Die internationalen Kontakte durch Schüleraustausche nannte der Bürgermeister einen Gewinn für beide Seiten, wodurch viele neue Chancen eröffnet würden. Auch Peter Armbruster hob seitens des Lehrerkollegiums des Gymnasiums die Bedeutung einer solchen Horizonterweiterung hervor. Und einer der chinesischen Lehrer, die dem Trossinger Stadtoberhaupt als Gastgeschenk eine prächtige Majolikavase überreichten, ging noch einen Schritt weiter:

Wir alle seien schließlich Bewohner ein und derselben Erde.

Bürgermeister Dr. Maier vergaß natürlich nicht, auf Trossinger Besonderheiten wie die Saurier, die Alamannen-Leier und die Mundharmonika hinzuweisen.
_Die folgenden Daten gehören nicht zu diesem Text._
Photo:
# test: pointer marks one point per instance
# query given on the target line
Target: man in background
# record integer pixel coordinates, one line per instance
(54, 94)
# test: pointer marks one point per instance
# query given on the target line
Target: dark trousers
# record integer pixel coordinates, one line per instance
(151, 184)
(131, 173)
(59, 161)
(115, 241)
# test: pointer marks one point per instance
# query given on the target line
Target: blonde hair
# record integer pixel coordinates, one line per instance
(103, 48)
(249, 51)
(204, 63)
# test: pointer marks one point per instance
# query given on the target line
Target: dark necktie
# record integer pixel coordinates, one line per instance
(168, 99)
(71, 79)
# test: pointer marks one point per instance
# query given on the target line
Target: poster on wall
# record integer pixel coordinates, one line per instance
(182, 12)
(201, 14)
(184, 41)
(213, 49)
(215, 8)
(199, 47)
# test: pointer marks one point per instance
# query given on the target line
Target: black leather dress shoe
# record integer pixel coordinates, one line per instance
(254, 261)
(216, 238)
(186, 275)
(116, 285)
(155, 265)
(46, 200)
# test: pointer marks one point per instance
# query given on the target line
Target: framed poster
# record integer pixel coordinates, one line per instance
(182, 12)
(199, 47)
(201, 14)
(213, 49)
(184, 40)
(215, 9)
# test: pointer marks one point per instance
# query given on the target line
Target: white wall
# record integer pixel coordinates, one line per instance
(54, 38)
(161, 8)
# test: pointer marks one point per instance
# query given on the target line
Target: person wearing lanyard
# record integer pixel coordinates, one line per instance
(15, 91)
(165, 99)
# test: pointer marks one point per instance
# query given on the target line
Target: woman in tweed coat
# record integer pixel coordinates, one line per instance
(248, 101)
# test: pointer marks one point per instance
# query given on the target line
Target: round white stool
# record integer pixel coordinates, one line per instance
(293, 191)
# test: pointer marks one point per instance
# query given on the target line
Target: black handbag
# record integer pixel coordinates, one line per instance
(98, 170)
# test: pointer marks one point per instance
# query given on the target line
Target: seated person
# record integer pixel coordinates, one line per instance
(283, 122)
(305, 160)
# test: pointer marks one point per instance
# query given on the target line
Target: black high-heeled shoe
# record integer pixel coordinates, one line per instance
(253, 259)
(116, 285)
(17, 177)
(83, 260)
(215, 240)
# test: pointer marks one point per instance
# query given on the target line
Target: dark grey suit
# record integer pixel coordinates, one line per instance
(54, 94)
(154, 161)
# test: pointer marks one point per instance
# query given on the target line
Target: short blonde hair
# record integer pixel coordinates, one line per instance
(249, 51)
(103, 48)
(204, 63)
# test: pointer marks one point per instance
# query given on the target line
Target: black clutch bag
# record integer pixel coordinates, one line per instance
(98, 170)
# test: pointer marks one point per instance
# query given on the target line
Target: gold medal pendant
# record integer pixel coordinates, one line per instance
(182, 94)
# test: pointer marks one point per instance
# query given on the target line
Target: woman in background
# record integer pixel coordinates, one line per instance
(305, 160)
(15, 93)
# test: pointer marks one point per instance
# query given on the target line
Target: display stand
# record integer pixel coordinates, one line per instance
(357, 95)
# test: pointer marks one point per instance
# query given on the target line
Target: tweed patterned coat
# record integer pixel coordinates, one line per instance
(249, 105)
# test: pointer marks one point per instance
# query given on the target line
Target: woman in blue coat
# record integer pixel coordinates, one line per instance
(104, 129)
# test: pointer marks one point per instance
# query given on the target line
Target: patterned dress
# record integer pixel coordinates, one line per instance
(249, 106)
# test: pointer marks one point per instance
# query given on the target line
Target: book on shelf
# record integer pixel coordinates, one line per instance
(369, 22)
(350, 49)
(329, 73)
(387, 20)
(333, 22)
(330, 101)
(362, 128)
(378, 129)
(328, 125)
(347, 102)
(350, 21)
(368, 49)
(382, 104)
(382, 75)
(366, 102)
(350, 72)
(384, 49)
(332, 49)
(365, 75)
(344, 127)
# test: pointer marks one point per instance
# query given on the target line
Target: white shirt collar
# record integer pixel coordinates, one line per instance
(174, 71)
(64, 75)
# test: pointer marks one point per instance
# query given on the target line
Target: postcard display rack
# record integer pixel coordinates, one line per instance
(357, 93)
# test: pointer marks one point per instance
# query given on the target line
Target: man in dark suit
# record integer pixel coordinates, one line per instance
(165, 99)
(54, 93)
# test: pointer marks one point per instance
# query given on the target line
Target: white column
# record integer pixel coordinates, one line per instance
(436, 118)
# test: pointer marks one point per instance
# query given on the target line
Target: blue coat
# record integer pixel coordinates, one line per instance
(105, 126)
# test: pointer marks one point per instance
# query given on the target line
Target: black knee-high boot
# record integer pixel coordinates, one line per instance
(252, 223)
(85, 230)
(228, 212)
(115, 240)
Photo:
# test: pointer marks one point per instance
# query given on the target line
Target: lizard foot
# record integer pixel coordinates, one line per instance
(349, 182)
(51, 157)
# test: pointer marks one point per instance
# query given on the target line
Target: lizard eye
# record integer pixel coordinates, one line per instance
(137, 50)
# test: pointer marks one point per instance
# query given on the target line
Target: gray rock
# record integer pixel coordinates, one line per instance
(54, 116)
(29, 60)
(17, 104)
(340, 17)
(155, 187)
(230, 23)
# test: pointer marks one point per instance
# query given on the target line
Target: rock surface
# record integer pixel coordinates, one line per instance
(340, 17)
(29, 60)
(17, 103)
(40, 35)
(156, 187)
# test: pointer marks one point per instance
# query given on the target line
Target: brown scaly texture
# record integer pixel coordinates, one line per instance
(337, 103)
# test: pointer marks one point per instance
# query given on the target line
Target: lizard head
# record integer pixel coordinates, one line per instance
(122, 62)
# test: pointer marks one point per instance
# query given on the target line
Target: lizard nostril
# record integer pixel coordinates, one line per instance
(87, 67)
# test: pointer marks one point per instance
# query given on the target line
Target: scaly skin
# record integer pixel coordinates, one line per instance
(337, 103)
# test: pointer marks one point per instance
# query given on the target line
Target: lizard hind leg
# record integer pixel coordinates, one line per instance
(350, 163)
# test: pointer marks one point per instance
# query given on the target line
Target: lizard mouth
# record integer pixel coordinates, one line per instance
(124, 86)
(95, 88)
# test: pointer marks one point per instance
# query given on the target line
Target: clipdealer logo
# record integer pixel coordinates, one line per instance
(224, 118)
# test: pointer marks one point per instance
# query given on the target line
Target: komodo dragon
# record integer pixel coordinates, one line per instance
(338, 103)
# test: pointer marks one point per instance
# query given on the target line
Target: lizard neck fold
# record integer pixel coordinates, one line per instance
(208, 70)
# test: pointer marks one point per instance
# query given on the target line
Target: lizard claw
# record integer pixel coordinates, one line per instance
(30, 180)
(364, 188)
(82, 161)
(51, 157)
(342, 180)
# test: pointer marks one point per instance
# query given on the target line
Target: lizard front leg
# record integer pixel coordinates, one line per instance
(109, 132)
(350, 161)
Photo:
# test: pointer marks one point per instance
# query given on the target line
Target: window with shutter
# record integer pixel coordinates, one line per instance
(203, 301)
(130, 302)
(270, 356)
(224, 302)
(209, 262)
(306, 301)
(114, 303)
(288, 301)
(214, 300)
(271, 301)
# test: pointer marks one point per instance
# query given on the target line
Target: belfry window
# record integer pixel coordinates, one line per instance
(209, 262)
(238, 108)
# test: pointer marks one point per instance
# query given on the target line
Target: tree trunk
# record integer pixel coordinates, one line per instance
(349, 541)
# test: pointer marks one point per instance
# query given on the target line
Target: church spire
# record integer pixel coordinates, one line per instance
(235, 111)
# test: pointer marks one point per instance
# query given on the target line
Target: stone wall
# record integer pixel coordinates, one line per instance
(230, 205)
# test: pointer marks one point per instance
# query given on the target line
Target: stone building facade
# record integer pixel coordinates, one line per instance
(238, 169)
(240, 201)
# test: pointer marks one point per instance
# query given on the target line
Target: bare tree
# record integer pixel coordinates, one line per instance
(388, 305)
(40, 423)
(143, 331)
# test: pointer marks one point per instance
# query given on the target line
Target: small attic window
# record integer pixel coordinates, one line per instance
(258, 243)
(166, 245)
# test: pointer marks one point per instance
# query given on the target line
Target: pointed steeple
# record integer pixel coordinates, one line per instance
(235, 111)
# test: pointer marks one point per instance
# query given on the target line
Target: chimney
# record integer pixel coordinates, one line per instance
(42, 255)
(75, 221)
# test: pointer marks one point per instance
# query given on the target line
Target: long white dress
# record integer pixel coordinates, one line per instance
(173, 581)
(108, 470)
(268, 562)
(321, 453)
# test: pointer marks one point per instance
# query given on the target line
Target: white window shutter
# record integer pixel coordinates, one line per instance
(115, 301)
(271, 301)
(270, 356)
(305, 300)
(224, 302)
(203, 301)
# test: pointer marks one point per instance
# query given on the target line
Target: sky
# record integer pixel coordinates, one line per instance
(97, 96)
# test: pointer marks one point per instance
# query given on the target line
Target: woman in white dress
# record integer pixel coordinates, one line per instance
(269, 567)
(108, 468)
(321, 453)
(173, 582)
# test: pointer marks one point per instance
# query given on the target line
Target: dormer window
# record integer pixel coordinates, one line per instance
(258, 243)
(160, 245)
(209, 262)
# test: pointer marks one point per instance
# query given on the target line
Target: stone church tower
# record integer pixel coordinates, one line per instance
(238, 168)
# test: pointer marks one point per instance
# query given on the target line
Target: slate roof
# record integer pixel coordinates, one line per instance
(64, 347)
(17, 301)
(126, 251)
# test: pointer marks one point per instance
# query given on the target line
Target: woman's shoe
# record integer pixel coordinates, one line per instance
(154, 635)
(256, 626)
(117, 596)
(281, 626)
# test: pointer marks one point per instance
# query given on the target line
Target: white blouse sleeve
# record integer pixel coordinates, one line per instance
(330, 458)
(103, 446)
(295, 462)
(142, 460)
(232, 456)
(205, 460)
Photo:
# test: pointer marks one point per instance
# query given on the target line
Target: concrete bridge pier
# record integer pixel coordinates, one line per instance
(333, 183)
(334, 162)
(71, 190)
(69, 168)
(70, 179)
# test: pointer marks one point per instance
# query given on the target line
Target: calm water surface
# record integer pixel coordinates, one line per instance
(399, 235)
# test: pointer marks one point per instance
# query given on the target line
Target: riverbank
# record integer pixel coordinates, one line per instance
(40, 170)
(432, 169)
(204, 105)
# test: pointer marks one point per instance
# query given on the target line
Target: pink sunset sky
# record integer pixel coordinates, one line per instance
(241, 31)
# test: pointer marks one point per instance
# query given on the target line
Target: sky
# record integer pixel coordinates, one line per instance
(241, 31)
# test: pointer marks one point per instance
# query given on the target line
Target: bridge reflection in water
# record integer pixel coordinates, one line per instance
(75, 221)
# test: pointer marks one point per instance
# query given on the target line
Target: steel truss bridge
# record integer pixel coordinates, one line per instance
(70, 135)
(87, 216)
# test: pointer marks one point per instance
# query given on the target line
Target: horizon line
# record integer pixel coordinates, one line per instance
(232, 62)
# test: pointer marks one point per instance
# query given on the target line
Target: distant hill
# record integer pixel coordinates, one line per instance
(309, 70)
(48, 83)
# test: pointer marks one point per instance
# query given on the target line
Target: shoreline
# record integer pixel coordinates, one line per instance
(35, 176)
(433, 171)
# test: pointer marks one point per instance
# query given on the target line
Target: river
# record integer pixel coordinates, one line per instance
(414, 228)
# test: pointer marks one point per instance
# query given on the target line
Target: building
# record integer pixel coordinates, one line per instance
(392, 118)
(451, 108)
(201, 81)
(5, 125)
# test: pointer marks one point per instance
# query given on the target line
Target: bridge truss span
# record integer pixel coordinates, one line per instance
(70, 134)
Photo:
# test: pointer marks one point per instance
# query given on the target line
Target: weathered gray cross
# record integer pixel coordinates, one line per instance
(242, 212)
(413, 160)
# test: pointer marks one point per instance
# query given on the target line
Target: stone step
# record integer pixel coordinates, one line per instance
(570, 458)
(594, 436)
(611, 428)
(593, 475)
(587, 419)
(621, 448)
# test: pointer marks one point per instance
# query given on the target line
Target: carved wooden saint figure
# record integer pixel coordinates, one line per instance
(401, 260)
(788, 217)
Auch für die chinesischen Schüler gab es ein Gastgeschenk – die Trossinger „Little Lady". Und auf der spielte der Bürgermeister wie stets bei solchen Gelegenheiten sein „Oh Susannah".

Teilnahme am Unterricht im Gymnasium, ein Grillfest mit den Gastgeber-Familien, eine Fahrt nach Stuttgart und an den Bodensee standen auf dem weiteren Programm der Gastschüler, die am Freitag, 11. Juli wieder abreisten.

Der Gegenbesuch, der von den Trossinger Lehrern Otto Schmidt (Deutsch, Gemeinschaftskunde) und Peter Armbruster (Englisch, Geographie) organisiert und betreut wird, findet im Herbst 2014 statt. Sie führen dann eine Delegation von 24 Trossinger Gymnasiasten in den Südosten Chinas. Dort werden sie eine Woche in Gastfamilien wohnen und sich anschließend auf eine Ostchina-Rundreise begeben.